The military wing of the PFLP - the Martyr Abu Ali Mustafa Brigades - issued a statement denouncing the arrest by Palestinian police of Ahmad Saadat, saying the Palestinian Authority had caved in to Israel's demands.
Israel had insisted that the Palestinians arrest Mr Saadat, whom its says was behind the assassination of an Israeli minister last October, as a condition for allowing Palestinian leader Yasser Arafat to leave his encircled Ramallah HQ in the West Bank. In its statement, the PFLP Brigades said: "We warn the Palestinian Authority's security leaders, especially Tawfiq al-Tirawi, head of West Bank intelligence, and Ramallah police chief Mohammed Saleh, to stop arresting our members and leaders, otherwise our hand will reach them whatever guards they may have."

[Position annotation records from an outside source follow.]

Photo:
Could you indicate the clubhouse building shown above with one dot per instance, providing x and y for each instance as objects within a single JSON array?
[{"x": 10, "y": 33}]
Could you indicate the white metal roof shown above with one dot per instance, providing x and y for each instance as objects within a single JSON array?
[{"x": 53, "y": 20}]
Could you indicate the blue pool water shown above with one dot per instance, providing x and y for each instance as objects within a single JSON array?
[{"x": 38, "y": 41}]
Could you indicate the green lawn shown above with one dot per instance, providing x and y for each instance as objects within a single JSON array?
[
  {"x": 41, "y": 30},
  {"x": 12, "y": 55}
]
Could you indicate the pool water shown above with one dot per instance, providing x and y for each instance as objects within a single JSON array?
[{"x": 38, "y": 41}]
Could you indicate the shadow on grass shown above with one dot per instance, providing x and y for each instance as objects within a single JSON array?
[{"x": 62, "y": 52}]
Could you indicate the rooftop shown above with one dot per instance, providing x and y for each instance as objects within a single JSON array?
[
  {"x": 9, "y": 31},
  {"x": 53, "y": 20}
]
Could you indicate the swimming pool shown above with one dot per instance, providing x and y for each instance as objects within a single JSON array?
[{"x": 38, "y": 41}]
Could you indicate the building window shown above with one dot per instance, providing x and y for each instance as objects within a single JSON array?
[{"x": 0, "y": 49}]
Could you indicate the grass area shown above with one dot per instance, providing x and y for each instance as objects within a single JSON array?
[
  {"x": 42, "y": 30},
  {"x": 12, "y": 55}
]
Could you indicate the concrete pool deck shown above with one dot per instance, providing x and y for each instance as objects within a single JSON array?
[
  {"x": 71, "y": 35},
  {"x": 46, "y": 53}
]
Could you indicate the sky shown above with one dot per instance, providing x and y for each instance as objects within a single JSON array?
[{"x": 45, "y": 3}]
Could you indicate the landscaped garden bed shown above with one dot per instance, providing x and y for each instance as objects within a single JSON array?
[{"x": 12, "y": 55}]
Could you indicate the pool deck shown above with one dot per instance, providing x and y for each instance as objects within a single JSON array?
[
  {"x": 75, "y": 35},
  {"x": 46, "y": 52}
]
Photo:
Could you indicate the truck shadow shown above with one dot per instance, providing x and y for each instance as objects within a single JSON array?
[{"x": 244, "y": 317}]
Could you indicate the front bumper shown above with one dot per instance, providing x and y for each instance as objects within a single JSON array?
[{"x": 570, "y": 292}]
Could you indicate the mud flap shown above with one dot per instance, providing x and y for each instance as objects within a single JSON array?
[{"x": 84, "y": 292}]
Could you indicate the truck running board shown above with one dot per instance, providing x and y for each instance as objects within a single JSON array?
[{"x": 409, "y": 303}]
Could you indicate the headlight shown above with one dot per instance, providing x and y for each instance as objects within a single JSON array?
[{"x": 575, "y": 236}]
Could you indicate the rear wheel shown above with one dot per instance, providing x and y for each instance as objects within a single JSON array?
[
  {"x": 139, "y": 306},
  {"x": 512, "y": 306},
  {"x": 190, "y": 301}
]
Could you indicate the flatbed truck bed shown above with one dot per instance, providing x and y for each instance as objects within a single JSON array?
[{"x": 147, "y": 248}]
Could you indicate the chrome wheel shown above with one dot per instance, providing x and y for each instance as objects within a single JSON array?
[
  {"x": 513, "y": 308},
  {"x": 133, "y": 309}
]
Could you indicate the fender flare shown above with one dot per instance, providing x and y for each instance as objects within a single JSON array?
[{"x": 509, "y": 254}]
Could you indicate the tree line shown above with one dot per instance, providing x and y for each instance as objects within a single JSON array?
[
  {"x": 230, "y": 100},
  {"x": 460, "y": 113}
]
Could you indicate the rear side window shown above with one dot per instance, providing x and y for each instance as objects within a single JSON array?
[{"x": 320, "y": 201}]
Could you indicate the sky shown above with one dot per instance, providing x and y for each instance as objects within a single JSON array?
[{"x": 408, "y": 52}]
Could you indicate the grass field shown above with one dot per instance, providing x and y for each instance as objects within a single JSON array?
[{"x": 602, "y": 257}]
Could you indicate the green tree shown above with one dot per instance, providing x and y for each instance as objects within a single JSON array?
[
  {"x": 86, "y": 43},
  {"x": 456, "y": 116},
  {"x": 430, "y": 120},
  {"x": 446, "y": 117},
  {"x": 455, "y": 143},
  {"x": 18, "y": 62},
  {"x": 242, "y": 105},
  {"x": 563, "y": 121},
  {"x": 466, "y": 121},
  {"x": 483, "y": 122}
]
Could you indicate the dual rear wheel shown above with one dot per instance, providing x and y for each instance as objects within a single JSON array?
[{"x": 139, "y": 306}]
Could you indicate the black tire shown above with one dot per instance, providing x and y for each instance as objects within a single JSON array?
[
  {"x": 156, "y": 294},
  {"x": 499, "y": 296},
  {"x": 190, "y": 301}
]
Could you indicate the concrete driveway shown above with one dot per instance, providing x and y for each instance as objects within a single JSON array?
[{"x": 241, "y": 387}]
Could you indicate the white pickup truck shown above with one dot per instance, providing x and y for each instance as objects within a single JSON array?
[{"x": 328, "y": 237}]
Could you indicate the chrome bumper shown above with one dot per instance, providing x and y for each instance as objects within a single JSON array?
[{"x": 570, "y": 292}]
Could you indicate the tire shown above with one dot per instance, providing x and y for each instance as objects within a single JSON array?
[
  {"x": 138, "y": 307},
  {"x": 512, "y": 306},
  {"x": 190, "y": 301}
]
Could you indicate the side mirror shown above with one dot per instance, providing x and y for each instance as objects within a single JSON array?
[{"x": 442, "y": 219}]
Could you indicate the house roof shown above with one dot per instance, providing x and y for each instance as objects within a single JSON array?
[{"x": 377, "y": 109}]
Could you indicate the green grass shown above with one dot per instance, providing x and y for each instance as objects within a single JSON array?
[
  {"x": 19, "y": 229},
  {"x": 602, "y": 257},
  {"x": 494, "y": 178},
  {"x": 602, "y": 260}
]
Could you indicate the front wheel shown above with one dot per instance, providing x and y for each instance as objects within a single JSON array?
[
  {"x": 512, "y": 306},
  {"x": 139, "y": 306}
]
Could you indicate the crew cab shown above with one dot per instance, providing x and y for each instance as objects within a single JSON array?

The PFLP's political leadership has distanced itself from the statement, which correspondents say marks the first time Palestinian militants have directly threatened Palestinian officials since the Palestinian intifada, or uprising, broke out in September 2000. Mr Arafat has taken restrictive steps against radical Palestinian groups after coming under intense Israeli and international pressure following a spate of suicide bombings in Israel in early December. The Brigades said Mr Saadat's detention was a "submission to Israeli and American dictates". On Wednesday, Palestinian militants meeting in Damascus called Mr Saadat's detention "a very dangerous political development in which the Palestinian Authority takes all the responsibility". Israeli scepticism The Palestinian leadership has resisted staging a full-scale crackdown on militants, fearing an internal backlash. The main militant groups rivalling Mr Arafat - Hamas and Islamic Jihad - have recently threatened to resume attacks against Israel, despite a call by the Palestinian leader to respect a ceasefire. Israel has voiced scepticism over the Palestinians' claim to have arrested Mr Saadat. Israeli Prime Minister Ariel Sharon told reporters: "We have not seen any arrests whatsoever. There were no serious arrests." Israel says Mr Saadat ordered the killing of its Tourism Minister Rehavam Zeevi and that he and the two assassins have been sheltering in Ramallah since the murder on 17 October, 2001.